Tak hanya itu, dia juga mengadopsi konsep zero waste lantaran menghasilkan varian produk olahan lain seperti krupuk tulang ikan lele serta kripik kulit lele. Tadinya produksi 1.000 bungkus krakers sebulan, sekarang bisa 6.000-10.000 bisa. Pas Covid-19 penjualan malah naik.
“Jadi jangan kecil hati, saya (rumah) jauh dari jalan raya, tapi yang makan (krakers abon) sampai luar daerah. Ada dari Kalimantan, Bengkulu, Lampung," urainya.
Dirjen PDSPKP, Artati Widiarti menilai inovasi BBP3KP dan kegigihan Abah Ubed dalam merintis usaha bisa menjadi inspirasi, terutama generasi milenial. Dia pun menyebut peluang usaha pengolahan ikan masih sangat terbuka luas, apalagi jika dipadukan dengan semangat inovatif.

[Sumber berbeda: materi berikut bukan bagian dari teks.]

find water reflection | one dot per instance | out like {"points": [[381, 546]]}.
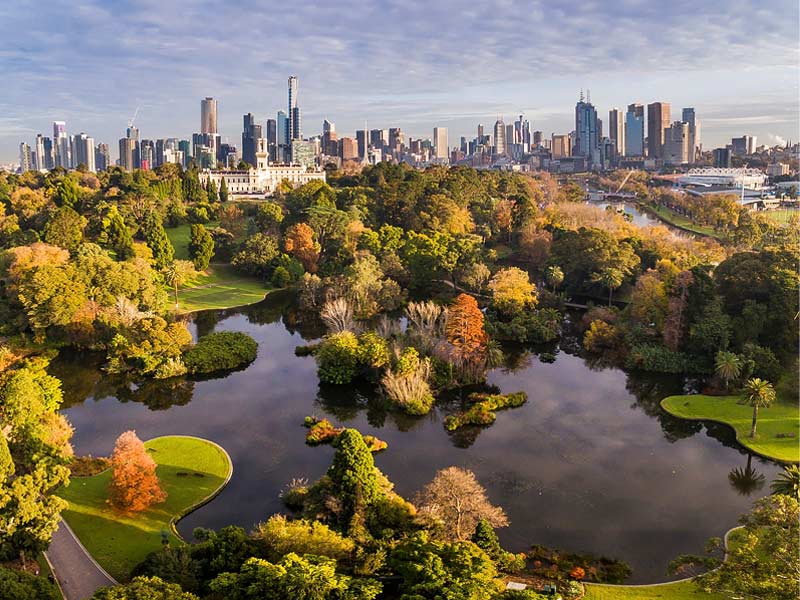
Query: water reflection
{"points": [[591, 463]]}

"Ikan lele diolah dalam bentuk krakers abon adalah inovasi dan bisa menjadi cara baru untuk mengenalkan ikan kepada anak-anak," kata Artati.
Kepala BBP3KP, Widya Rusyanto pun memastikan, KKP menyediakan sejumlah fasilitas di sektor kelautan dan perikanan. Dari aspek inovasi pengembangan produk dan alat pengolahan misalnya BBP3KP memiliki banyak inovasi yang siap diterapkan ke pelaku usaha.

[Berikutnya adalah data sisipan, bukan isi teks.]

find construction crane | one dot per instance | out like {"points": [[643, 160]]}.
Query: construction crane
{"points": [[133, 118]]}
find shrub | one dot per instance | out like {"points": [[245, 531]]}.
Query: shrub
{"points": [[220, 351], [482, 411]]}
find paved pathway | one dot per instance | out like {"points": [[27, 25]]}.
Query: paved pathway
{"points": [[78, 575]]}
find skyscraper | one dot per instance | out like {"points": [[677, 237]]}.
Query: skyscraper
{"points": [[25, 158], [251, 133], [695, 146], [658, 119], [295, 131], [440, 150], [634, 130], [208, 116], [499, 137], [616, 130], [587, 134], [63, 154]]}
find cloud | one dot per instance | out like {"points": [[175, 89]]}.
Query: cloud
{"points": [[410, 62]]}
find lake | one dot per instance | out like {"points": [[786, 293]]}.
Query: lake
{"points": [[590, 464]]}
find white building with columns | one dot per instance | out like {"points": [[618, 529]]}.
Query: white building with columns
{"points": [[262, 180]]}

Sedangkan dari aspek permodalan misalnya, pemerintah menyediakan dana kredit usaha rakyat yang bisa diakses melalui https://bit.ly/aksesmodal_KKP dan dana Badan Layanan Umum (BLU) Lembaga Pengelola Modal Usaha Kelautan dan Perikanan (LPMUKP).
Sementara dari sisi pemasaran, KKP memiliki program Pasarlaut indonesia.id sebagai bagian dari program Gerakan Nasional Bangga Buatan Indonesia. Disini, KKP menjaring UMKM menjadi 3 (tiga) kategori, yaitu UMKM Binaan, UMKM Bagus dan UMKM Unggulan untuk memudahkan dalam pembinaan dan pendampingan UMKM selanjutnya.
"Ini semua menjadi bagian dari upaya kami untuk mengajak para stakeholder untuk bersama-sama membesarkan sektor kelautan dan perikanan," tandas Artati.